Idea sprawdziła się – wszyscy startujący z logo PZM dojechali do mety i poprawili wyniki. Sonik oraz drugi krakowski biznesmen Piotr Beaupre (też z żyłką do jazdy po wertepach) zainicjowali działania, które doprowadziły do porozumienia większości ekip startujących w najbliższym Rajdzie Dakar oraz uzyskania patronatu PZMot nad projektem.
– Razem jesteśmy silniejsi. Oczywiście od lat pomagamy sobie w Dakarze i innych rajdach, niezależnie od barw sponsorskich i fabrycznych. Jednak pewność wzajemnego wsparcia i współpracy w każdym aspekcie: logistyki, napraw sprzętu, fizjoterapii i bieżącej komunikacji na trasie rodzi nadzieję na jeszcze lepsze wyniki. Każdy ma doświadczenie, którym dzielić się może z innymi – mówił „Rz” Rafał Sonik.
– Ludzie pragną kibicować reprezentacji, od dawna dostrzegamy tę chęć i powstanie kadry jest także odpowiedzią na tę potrzebę. Chciałbym również, by każdy z drużyny tak jak ja miał świadomość, że startuje dla kraju i kibiców. Mam też nadzieję na wzrost zainteresowania telewizji, rozmawiam z TVP i TVN– dodał Sonik.

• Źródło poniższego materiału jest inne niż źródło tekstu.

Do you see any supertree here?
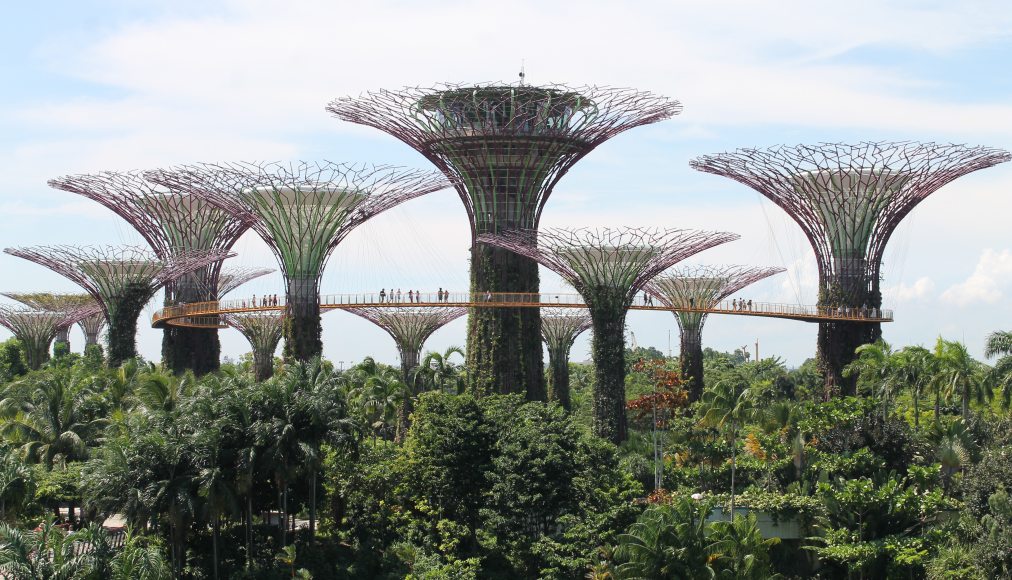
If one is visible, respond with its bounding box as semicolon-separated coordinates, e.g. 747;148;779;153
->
479;228;739;442
327;83;681;398
645;265;784;402
3;293;96;351
541;308;591;411
214;266;274;300
0;305;96;370
691;142;1009;396
49;171;249;376
148;162;449;360
4;246;229;366
222;312;284;382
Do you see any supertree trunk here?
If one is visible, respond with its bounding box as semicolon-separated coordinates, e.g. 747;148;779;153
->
284;278;323;361
468;243;546;401
679;327;703;403
549;348;573;411
106;284;151;368
591;311;626;444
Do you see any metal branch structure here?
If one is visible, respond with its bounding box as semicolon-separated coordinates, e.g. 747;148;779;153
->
645;265;784;402
691;142;1010;394
147;162;450;360
541;308;591;411
222;312;284;382
2;293;102;351
215;266;275;300
327;83;681;399
479;223;739;443
49;171;249;376
4;246;230;366
0;306;94;370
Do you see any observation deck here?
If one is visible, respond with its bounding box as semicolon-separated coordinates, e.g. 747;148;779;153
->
151;293;893;328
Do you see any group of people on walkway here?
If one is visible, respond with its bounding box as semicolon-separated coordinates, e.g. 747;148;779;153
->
380;286;449;304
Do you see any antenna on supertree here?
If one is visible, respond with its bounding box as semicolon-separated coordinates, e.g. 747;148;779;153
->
4;246;231;366
222;311;284;383
690;142;1010;397
213;266;274;300
0;293;102;352
479;223;739;443
0;306;95;370
327;78;682;394
645;265;784;402
49;171;249;376
541;308;591;411
344;306;468;440
147;162;450;360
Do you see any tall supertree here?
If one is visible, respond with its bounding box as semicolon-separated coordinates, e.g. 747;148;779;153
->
222;312;284;382
691;142;1009;396
479;228;739;443
0;306;95;370
214;266;274;300
148;162;449;360
646;266;784;402
4;246;229;366
49;171;249;376
327;84;681;398
3;293;96;351
541;308;591;411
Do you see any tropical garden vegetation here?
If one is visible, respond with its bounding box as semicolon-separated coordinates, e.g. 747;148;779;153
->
0;332;1012;579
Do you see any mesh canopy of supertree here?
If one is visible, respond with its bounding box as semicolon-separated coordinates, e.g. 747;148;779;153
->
0;305;97;369
327;83;681;235
479;228;739;307
212;266;275;300
541;307;590;353
222;312;284;381
49;171;249;304
645;265;785;332
691;142;1010;307
345;306;468;368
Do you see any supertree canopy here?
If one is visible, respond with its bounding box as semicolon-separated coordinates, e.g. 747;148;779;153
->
4;246;229;366
214;266;274;300
646;266;784;401
223;312;284;382
327;84;681;396
49;171;249;376
147;162;449;360
691;142;1010;394
2;293;96;351
479;228;738;442
541;308;591;411
0;306;95;370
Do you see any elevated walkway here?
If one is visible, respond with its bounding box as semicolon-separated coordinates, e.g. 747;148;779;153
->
151;293;893;328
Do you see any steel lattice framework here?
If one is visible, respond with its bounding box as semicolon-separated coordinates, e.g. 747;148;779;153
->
4;246;231;366
208;266;275;300
541;308;591;411
0;293;102;350
646;265;784;401
691;142;1010;392
345;306;468;385
327;83;681;400
49;171;255;376
147;162;450;360
223;312;284;382
0;306;94;370
479;223;739;442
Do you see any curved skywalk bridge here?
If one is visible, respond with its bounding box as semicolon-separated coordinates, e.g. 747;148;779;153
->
151;293;893;328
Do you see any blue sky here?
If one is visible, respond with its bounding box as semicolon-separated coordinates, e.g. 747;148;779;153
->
0;0;1012;364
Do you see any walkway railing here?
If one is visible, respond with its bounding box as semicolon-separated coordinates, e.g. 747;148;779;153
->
151;292;893;328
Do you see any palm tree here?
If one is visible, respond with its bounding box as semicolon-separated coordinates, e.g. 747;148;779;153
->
935;337;989;420
699;372;757;521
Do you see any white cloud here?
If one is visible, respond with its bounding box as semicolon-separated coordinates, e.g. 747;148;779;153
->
941;248;1012;307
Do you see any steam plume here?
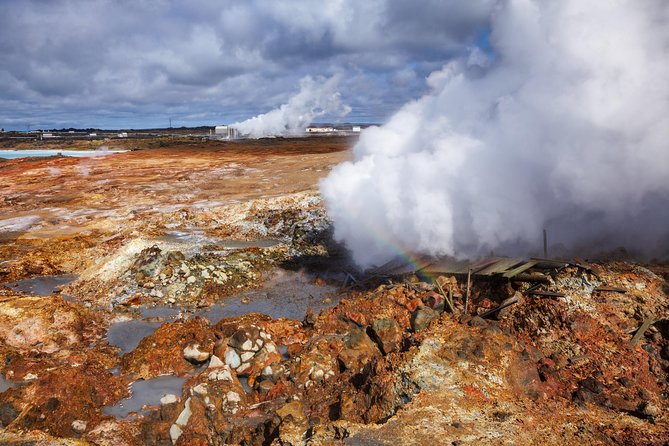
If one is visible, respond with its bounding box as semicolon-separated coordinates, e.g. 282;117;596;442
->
232;75;351;138
321;0;669;266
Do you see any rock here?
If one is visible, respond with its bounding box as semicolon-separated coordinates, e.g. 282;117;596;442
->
225;348;242;369
170;424;183;444
225;325;282;376
276;400;309;444
184;344;211;363
411;307;439;331
221;390;242;414
468;316;490;328
423;291;446;312
639;401;662;420
207;355;225;369
495;291;525;321
72;420;86;434
121;317;215;379
170;398;192;444
660;344;669;361
371;319;403;355
207;364;233;382
337;330;380;373
160;393;179;404
190;383;209;396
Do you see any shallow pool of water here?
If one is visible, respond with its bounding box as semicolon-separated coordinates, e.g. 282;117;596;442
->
158;229;283;251
0;149;125;160
0;375;16;393
3;274;77;296
102;376;187;419
196;270;338;324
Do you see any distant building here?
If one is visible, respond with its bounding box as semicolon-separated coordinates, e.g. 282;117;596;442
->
307;127;337;133
214;125;239;139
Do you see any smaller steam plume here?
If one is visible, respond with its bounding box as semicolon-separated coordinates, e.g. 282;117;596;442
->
232;75;351;138
321;0;669;266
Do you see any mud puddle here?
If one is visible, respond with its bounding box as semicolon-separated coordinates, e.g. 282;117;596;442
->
102;375;188;419
107;320;163;353
2;274;77;296
158;229;284;251
107;270;339;354
195;270;338;324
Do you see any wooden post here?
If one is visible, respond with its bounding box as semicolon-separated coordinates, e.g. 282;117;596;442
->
465;266;472;314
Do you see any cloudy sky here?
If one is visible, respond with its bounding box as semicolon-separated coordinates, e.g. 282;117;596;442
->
0;0;495;130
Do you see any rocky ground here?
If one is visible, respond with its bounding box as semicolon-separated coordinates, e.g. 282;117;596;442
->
0;138;669;445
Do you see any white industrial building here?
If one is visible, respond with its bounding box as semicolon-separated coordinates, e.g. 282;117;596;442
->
214;125;239;139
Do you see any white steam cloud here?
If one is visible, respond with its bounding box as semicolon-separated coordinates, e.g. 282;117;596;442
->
321;0;669;266
232;75;351;138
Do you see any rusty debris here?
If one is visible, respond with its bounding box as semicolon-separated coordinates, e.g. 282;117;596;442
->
0;137;669;446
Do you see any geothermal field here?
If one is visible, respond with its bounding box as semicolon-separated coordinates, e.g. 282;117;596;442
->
0;137;669;445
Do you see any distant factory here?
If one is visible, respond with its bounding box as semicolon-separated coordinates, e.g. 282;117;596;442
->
214;125;239;139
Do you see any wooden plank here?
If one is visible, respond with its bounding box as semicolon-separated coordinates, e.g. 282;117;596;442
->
418;258;469;275
476;258;522;276
592;286;627;294
502;260;537;279
629;317;655;348
479;296;518;319
527;291;566;297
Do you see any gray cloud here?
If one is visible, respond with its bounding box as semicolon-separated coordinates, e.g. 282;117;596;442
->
0;0;494;127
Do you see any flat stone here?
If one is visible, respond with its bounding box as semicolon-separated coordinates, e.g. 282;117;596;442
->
160;393;179;404
72;420;86;433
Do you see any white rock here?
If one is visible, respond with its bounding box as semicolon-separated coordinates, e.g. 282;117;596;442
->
310;369;325;381
72;420;86;433
207;355;225;369
174;398;192;427
184;344;211;362
225;390;242;403
160;393;179;404
190;383;208;396
225;348;242;369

Reprezentacja jest otwarta. Warunkiem przystąpienia jest podpisanie karty zawodnika PZMot i przestrzeganie wynikających z niej obowiązków. Pierwszą kadrę tworzą: kierowcy aut i ich piloci Krzysztof Hołowczyc i Portugalczyk Filipe Palmeiro (Mini), Adam Małysz i Rafał Marton (Toyota), Piotr Beaupre i Jacek Lisicki (BMW) oraz Dariusz Żyła i Francuz Pierre Calmon (Mitsubishi), quadowiec Rafał Sonik, a także dwa zespoły ciężarówek Grzegorz Baran, Bartłomiej Boba i Robert Jachacy (MAN) oraz Robert Jan Szustkowski, Jarosław Kazberuk i Wojciech Białowąs (Mercedes).